The significant commitments are compressed as takes after.

  • We exhibit an all encompassing structure to address the issue of secure tensor deterioration on cloud. The structure not just permits us to use the intense computational capacities of the cloud, additionally guarantees information security amid the procedure of tensor decay.

  • We present a Unified Cipher Tensor (UCT) model for heterogeneous information representation. The itemized methodology of how to encode the low-arrange sub-tensors developed from heterogeneous dat as figure partners utilizing the completely encryption plan, and how to implant them to a base tensor space to produce a brought together figure tensor model are outlined in this paper.

  • We propose to utilize the Lanczos technique to deteriorate the produced figure tensor model to a center tensor and a specific number of truncated orthogonal bases. A protected tensor decay calculation is outlined in which the nonhomomorphic square root operations are evacuated amid the Lanczos technique.Hypothetical examinations of the calculation as far as time multifaceted nature, memory utilization, disintegration exactness, and information security are given.

2 PRELIMINARIES

In this area, the preliminaries on tensor decomposition,fully homomorphic encryption, and Lanczos method are audited.

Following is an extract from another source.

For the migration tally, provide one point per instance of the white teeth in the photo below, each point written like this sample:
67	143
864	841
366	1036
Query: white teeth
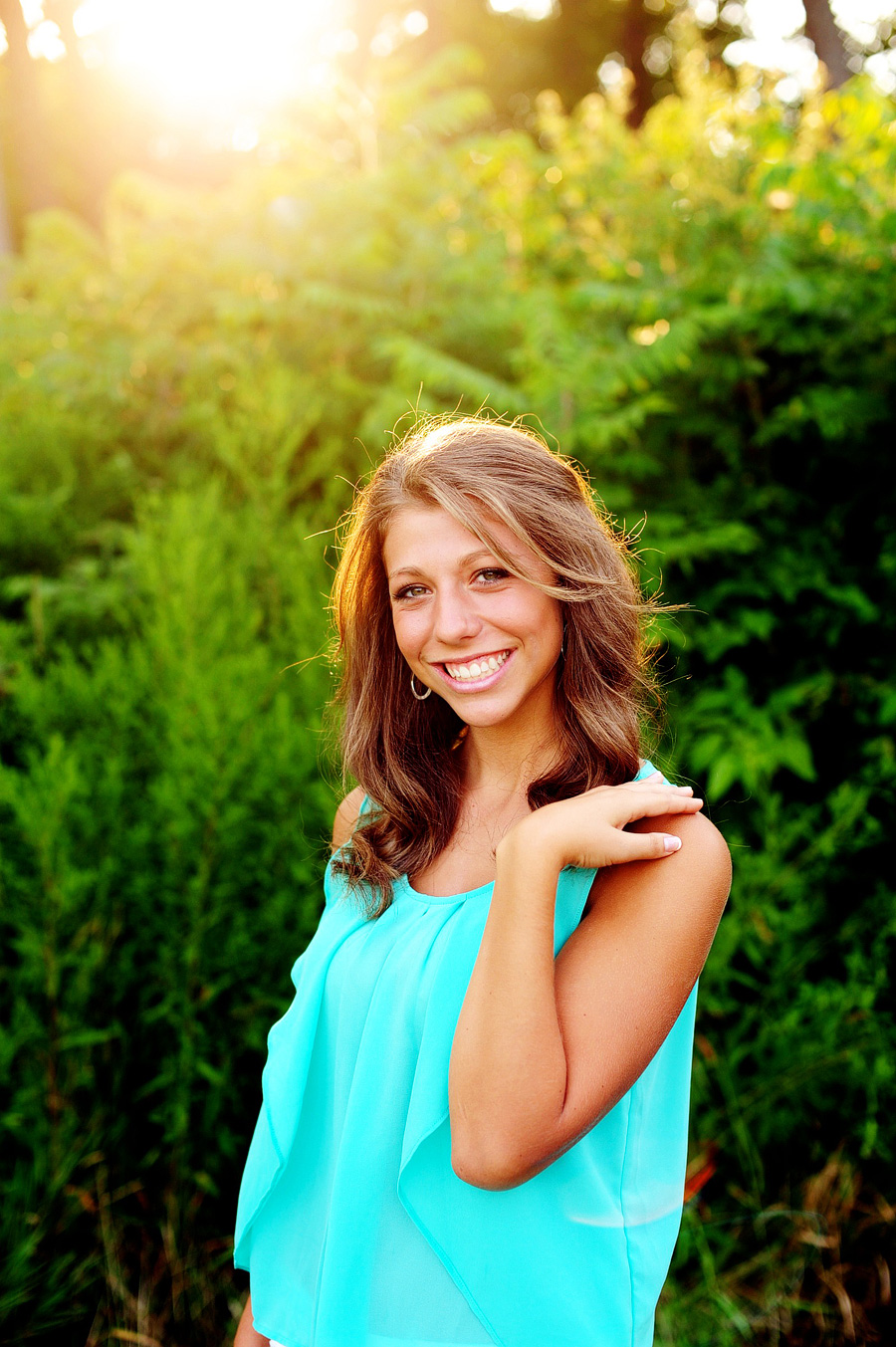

    1. Tensor Decomposition

      Tensor is a kind of high measurement framework broadly utilized as a part of numerous applications, for example, PC vision, information mining, chart examination and sign preparing. High-Order Singular Value Decomposition (HO-SVD) is a kind of methodology that can factorize the tensor to a center tensor duplicated with various truncated orthogonal lattices. Let T RI1×I2×:::×IN mean a N-th request tensor model, S and ^ T allude to the center tensor and rough tensor individually, then the HO-SVD strategy is characterized as

      S = T×1U1T×2U2T…×NUNT,

      T = S× 1 U1 ×2U2 …× NUN (1)

      The i-mode item T×iU; 1 i N, of a tensor by a lattice in Eq. (1) is characterized as

      (2)

      where tj1j2 ji-1jiji+1 ji and ukiji allude to the components of tensor T and lattice U, respectively.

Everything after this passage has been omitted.